11. Rahasia yang terkuak

357 70 32
                                    

Yewang berlari tergesa-gesa menghampiri Ayden yang terduduk di kursi rooftop, memandangi pemandangan kota. Kedatangan Yewang dengan informasi yang disampaikannya berhasil membuat jantung Ayden berdegup kencang.

"DEN, ZEA MASUK RUMAH SAKIT!!" seru Yewang panik.

Ayden terkejut, bukankah tadi Zea masih baik-baik saja? "Kok bisa? Zea kenapa????" tanyanya cemas.

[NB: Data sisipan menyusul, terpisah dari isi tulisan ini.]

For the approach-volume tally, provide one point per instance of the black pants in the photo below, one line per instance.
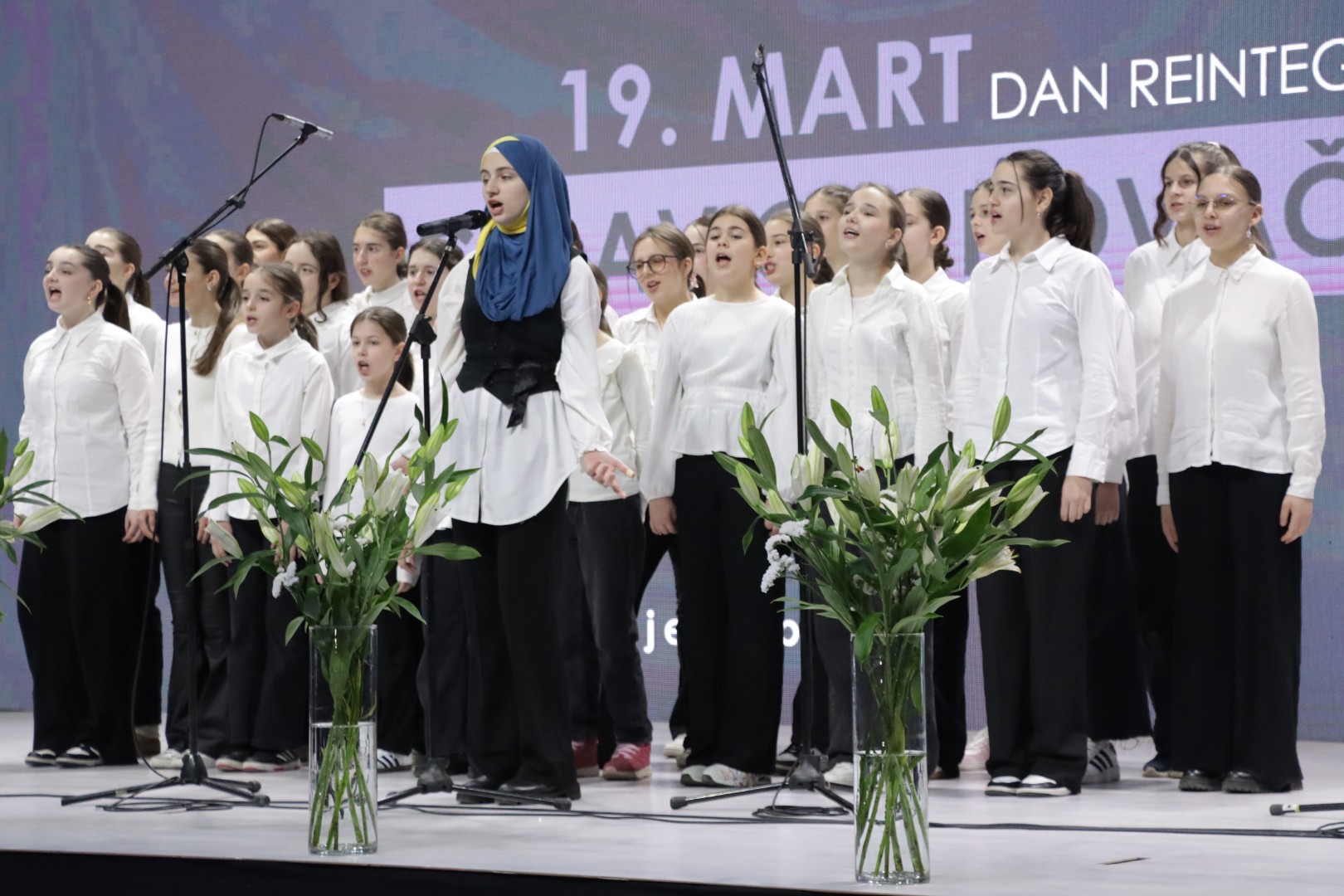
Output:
(446, 670)
(655, 548)
(78, 633)
(519, 724)
(600, 635)
(1034, 629)
(201, 629)
(268, 679)
(730, 631)
(1118, 703)
(1238, 644)
(1155, 592)
(401, 641)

"Gue gak tau, den. Zea ditemukan pingsan di depan ruang musik, dan lebih parahnya lagi, Zea penuh bercak darah," jelas Yewang.

"Bercak darah?" Ayden mengulang ucapan Yewang dengan nada bingung.

"IYA, tangannya bagian jari luka dan lo tau? Ternyata tadi dia tampil sambil nahan sakit jarinya dan alhasil berdarah terus ngotorin pianonya." Yewang menghentikan ucapannya sejenak, menarik napas panjang. "Dan pinternya tuh bocah langsung tutup pianonya biar gak ketauan like bro wtf is wrong with her," lanjutnya.

Ayden terdiam membeku, tatapannya kosong. Menahan sakit? Berdarah? Luka di bagian jari?

Ayden berusaha menenangkan diri. Meskipun ini situasi yang mengkhawatirkan, ia harus berpikir jernih dan mengambil tindakan yang tepat. Segera dihubunginya pihak rumah sakit untuk mendapatkan informasi terbaru mengenai kondisi Zea. Ia harus memastikan bahwa Zea mendapatkan perawatan yang memadai.

"Kenapa kamu datang dan lihat semua itu disaat waktu yang enggak tepat? jian yang mulai duluan ayden! dia yang ngelukain aku duluan!!!!"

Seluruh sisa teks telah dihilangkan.